Mean = mode doesn't imply symmetry.
Even if mean = median = mode you still don't necessarily have symmetry.
And in anticipation of the potential followup -- even if mean=median=mode and the third central moment is zero (so moment-skewness is 0), you still don't necessarily have symmetry.
... but there was a followup to that one. NickT asked in comments if having all odd moments zero was enough to require symmetry. The answer to that is also no. [See the discussion at the end.$^\dagger$]
Those various things are all implied by symmetry (assuming the relevant moments are finite) but the implication doesn't go the other way - in spite of many an elementary text clearly saying otherwise about one or more of them.
Counterexamples are pretty trivial to construct.
Consider the following discrete distribution:
x -4 0 1 5
P(X=x) 0.2 0.4 0.3 0.1
It has mean, median, mode and third central moment (and hence moment-skewness) all 0 but it is asymmetric.

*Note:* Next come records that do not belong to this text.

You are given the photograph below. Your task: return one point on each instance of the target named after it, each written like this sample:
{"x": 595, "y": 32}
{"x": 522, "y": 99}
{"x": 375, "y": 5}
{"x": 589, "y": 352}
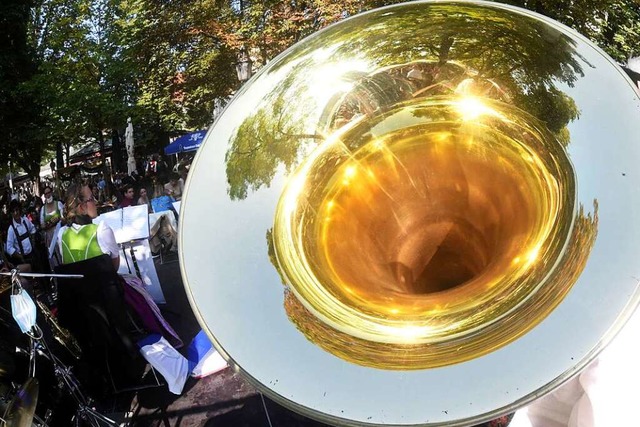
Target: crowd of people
{"x": 54, "y": 231}
{"x": 29, "y": 223}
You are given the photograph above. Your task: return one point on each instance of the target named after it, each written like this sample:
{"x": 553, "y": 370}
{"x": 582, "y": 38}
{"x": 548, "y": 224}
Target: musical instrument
{"x": 422, "y": 215}
{"x": 21, "y": 409}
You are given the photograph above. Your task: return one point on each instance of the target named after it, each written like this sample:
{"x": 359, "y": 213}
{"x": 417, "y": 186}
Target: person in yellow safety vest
{"x": 81, "y": 239}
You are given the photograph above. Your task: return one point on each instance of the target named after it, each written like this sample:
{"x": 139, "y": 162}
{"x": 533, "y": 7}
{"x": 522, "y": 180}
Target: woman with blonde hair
{"x": 81, "y": 239}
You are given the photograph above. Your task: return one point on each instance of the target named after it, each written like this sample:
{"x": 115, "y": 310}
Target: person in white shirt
{"x": 19, "y": 234}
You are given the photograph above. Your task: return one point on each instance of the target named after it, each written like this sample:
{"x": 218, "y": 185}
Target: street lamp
{"x": 243, "y": 66}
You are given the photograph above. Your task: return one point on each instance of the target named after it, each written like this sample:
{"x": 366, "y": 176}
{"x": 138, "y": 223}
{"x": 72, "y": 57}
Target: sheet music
{"x": 113, "y": 219}
{"x": 130, "y": 223}
{"x": 135, "y": 222}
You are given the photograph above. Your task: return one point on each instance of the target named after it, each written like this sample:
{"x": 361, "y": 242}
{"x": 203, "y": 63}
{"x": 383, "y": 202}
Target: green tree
{"x": 20, "y": 110}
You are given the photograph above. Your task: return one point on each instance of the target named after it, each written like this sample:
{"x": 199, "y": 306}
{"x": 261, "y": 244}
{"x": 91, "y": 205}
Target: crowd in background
{"x": 29, "y": 215}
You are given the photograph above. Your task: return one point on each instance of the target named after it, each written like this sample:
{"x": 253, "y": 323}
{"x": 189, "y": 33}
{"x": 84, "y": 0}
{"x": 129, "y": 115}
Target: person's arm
{"x": 107, "y": 242}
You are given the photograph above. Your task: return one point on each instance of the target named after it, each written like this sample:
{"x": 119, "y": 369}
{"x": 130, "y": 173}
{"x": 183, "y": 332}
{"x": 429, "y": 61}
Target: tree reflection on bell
{"x": 417, "y": 217}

This sort of example can be done with a purely continuous distribution as well. For example, here's a density with the same properties:
This is a mixture of symmetric triangular densities (each with range 2) with means at -6, -4, -3, -1, 0, 1, 2, 5 and mixture weights 0.08, 0.08, 0.12, 0.08, 0.28, 0.08, 0.08, 0.20 respectively. The fact that I just made this now -- having never seen it before -- suggests how simple these cases are to construct.

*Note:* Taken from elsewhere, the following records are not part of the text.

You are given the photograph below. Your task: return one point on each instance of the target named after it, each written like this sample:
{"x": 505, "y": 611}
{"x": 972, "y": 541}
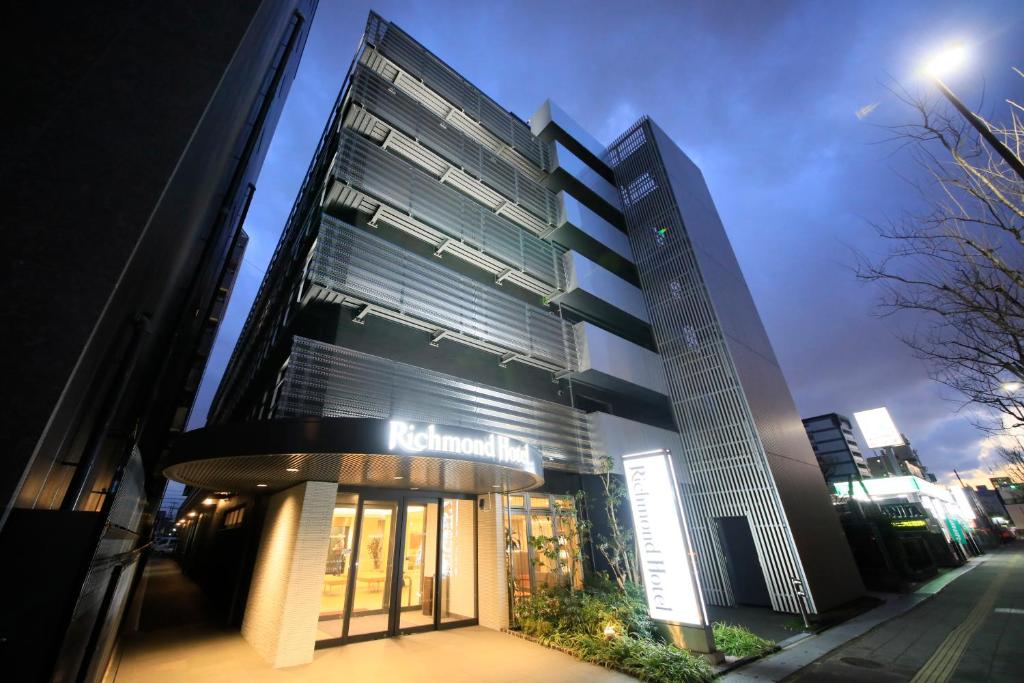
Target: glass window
{"x": 544, "y": 544}
{"x": 371, "y": 597}
{"x": 336, "y": 571}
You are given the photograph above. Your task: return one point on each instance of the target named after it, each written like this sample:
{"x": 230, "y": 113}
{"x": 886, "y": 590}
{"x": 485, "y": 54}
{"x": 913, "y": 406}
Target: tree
{"x": 1013, "y": 460}
{"x": 957, "y": 267}
{"x": 619, "y": 546}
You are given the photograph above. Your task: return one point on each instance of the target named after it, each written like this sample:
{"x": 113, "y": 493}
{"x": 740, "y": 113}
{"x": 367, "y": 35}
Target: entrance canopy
{"x": 360, "y": 452}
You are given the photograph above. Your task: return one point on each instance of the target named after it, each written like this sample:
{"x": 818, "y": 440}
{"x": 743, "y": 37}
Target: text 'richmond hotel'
{"x": 451, "y": 269}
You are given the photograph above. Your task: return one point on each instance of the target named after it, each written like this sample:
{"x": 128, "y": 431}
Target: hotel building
{"x": 467, "y": 317}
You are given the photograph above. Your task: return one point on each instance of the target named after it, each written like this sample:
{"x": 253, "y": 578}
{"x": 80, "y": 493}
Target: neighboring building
{"x": 464, "y": 307}
{"x": 898, "y": 461}
{"x": 1012, "y": 495}
{"x": 836, "y": 447}
{"x": 133, "y": 137}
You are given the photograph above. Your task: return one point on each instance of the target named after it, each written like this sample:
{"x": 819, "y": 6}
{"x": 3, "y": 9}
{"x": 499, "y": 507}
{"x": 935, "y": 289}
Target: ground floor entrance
{"x": 398, "y": 562}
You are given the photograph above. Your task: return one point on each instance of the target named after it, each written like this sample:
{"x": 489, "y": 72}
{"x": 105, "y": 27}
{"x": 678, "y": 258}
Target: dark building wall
{"x": 744, "y": 450}
{"x": 131, "y": 151}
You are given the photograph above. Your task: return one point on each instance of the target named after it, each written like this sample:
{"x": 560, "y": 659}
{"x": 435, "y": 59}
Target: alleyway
{"x": 175, "y": 644}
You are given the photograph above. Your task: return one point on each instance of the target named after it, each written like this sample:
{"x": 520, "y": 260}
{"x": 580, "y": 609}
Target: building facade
{"x": 836, "y": 447}
{"x": 468, "y": 317}
{"x": 132, "y": 143}
{"x": 898, "y": 461}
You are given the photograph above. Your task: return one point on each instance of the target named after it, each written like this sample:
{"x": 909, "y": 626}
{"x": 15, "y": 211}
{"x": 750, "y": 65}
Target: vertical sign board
{"x": 663, "y": 546}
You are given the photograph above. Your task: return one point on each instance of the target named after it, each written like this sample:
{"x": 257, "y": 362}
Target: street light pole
{"x": 986, "y": 132}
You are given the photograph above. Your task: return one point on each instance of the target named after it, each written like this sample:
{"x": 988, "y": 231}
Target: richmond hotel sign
{"x": 415, "y": 438}
{"x": 669, "y": 574}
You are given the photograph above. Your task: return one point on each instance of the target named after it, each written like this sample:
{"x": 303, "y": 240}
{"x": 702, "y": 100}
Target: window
{"x": 631, "y": 143}
{"x": 233, "y": 517}
{"x": 544, "y": 543}
{"x": 638, "y": 188}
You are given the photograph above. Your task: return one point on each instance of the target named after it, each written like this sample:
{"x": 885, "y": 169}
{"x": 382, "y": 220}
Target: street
{"x": 972, "y": 631}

[I chose triangular mixture components in order that the mode would be visually unambiguous -- a smoother distribution could have been used.]
Here's an additional discrete example to address Hong Ooi's questions about how far from symmetry these conditions allow you to get. This is by no means a limiting case, it's just illustrating that it's simple to make a less symmetric looking example:
x -2 0 1 6
P(X=x) 0.175 0.5 0.32 0.005
The spike at 0 can be made relatively higher or lower without changing the conditions; similarly the point out to the right can be placed further away (with a reduction in probability) without changing the relative heights at 1 and -2 by much (i.e. their relative probability will stay close to the 2:1 ratio as you move the rightmost element about).
More detail on the response to NickT's question
$\dagger$ The all-odd-moments zero case is addressed in a number of questions on site. There's an example here (see the plot) based on the details here (see toward the end of the answer). That is a continuous unimodal asymmetric density with all odd moments 0 and mean=median=mode. The median is 0 by the 50-50 mixture construction, the mode is 0 by inspection -- all members of the family on the real half-line from which the example is constructed have a density that's monotonic decreasing from a finite value at the origin, and the mean is zero because all odd moments are 0.
Try this set of numbers:
\begin{align}
X &= \{2,3,5,5,10\} \\[10pt]
{\rm mean}(X) &= 5 \\
{\rm median}(X) &= 5 \\
{\rm mode}(X) &= 5
\end{align}
I wouldn't call that distribution symmetrical.
No.
Let $X$ be a discrete random variable with $p(X = -2) = \tfrac{1}{6}$, $p(X = 0) = \tfrac{1}{2}$, and $p(X = 1) = \tfrac{1}{3}$. Obviously, $X$ is not symmetric, but its mean and mode are both 0.
To repeat an answer I gave elsewhere, but fits here too:
$$\mathbb{P}(X=n) = \left\{ \begin{array}{ll} 0.03 & n=-3 \\ 0.04 & n=-2 \\ 0.25 & n=-1 \\ 0.40 & n=0 \\ 0.15 & n=1 \\ 0.12 & n=2 \\ 0.01 & n=3 \end{array} \right.$$
which not only has mean, median and mode all equal, but also has zero skewness. Many other versions are possible.